The first information about the link between Benicar and enteropathy was not published until 2012, when the Mayo Clinic described cases similar to celiac disease among users of the blood pressure drug, which resolved when the medication was no longer used.

“The Mayo Clinic study reported 22 patients suffering from [Benicar]-induced gastrointestinal injuries. By late 2012, one of the study’s authors, Margo Herman, M.D., had identified a total of 60 probable cases of severe sprue-like enteropathy,” the brief notes. “Dr. Herman believes ‘it is the tip of the iceberg.’”

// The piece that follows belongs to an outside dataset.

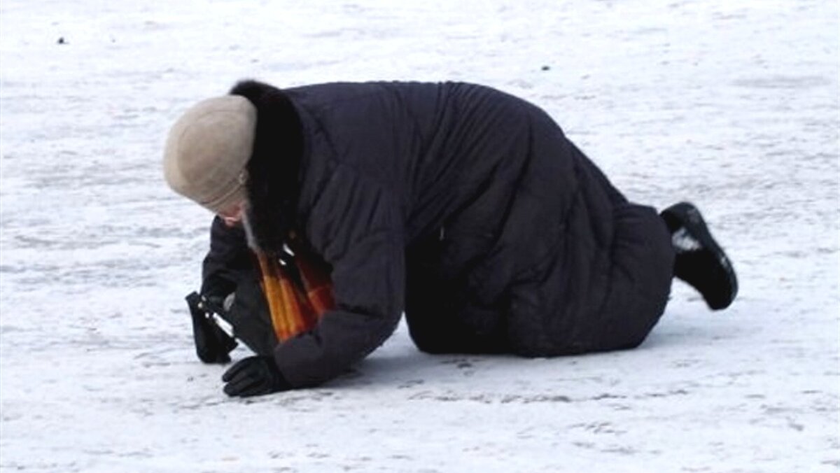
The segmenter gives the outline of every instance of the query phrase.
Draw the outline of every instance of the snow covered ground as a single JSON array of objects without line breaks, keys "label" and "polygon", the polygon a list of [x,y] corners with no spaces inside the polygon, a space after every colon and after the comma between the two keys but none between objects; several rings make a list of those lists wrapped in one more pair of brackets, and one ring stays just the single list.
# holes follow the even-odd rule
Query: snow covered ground
[{"label": "snow covered ground", "polygon": [[[838,31],[837,0],[3,0],[0,470],[837,471]],[[241,77],[533,100],[634,200],[696,202],[740,297],[676,283],[639,349],[554,360],[401,327],[323,387],[228,399],[182,300],[209,216],[160,161]]]}]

A number of other researchers have since identified hundreds of cases of sprue-like enteropathy linked to Benicar use, Johnson argues. This suggests that the litigation will continue to grow as more and more claims are filed by Benicar enteropathy lawyers who are continuing to review claims.

Benicar Sprue-Like Enteropathy Risks

Following the Mayo Clinic study, the FDA required Daiichi Sankyo and Forest Laboratories to update the Benicar warning label in July 2013, providing information to the medical community for the first time that users of the blood pressure drug may face an increased risk of sprue-like enteropathy.

The FDA warnings indicated that there is “clear evidence” that use of the medication may cause users to suffer chronic diarrhea, abdominal pain, weight loss and other symptoms, which may surface months or even years after the medication is started.

Benicar (olmesartan medoxomil) is part of a family of Daiichi Sankyo hypertension drugs, which also includes Benicar HCT, Azor and Tribenzor. All of the blood pressure drugs include the active ingredient olmesartan, which has been linked to the development sprue-like enteropathy.

Although the medication has been on the market for more than 10 years, information about the risk Benicar diarrhea problems were not recognized within the medical community until the FDA warnings, resulting in many former users experiencing complications from the medication for years.

In many cases, users have repeatedly been hospitalizations because doctors were unaware that the symptoms may be caused by their blood pressure medication. The Benicar problems have often been misdiagnosed as Celiac disease or unclassified sprue, resulting in continued use of the medication, which could leave users with long-term intestinal damage.

Although the diarrhea symptoms associated with sprue-like enteropathy typically resolve when the medication is no longer used, the problems can cause permanent damage to the intestines, known as villous atrophy from Benicar.